My wife got up with an effort and came up to me.
“Pavel Andreitch,” she said, smiling mournfully, “forgive me, I don’t believe you: you are not going away, but I will ask you one more favour. Call this”—she pointed to her papers—“self-deception, feminine logic, a mistake, as you like; but do not hinder me. It’s all that is left me in life.” She turned away and paused. “Before this I had nothing. I have wasted my youth in fighting with you. Now I have caught at this and am living; I am happy. … It seems to me that I have found in this a means of justifying my existence.”
“Natalie, you are a good woman, a woman of ideas,” I said, looking at my wife enthusiastically, “and everything you say and do is intelligent and fine.”
I walked about the room to conceal my emotion.
“Natalie,” I went on a minute later, “before I go away, I beg of you as a special favour, help me to do something for the starving peasants!”
“What can I do?” said my wife, shrugging her shoulders. “Here’s the subscription list.”
She rummaged among the papers and found the subscription list.

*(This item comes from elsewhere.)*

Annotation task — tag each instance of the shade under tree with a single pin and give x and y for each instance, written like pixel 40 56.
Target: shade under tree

“Subscribe some money,” she said, and from her tone I could see that she did not attach great importance to her subscription list; “that is the only way in which you can take part in the work.”
I took the list and wrote: “Anonymous, 5,000.”
In this “anonymous” there was something wrong, false, conceited, but I only realized that when I noticed that my wife flushed very red and hurriedly thrust the list into the heap of papers. We both felt ashamed; I felt that I must at all costs efface this clumsiness at once, or else I should feel ashamed afterwards, in the train and at Petersburg. But how efface it? What was I to say?
“I fully approve of what you are doing, Natalie,” I said genuinely, “and I wish you every success. But allow me at parting to give you one piece of advice, Natalie; be on your guard with Sobol, and with your assistants generally, and don’t trust them blindly. I don’t say they are not honest, but they are not gentlefolks; they are people with no ideas, no ideals, no faith, with no aim in life, no definite principles, and the whole object of their life is comprised in the rouble. Rouble, rouble, rouble!” I sighed. “They are fond of getting money easily, for nothing, and in that respect the better educated they are the more they are to be dreaded.”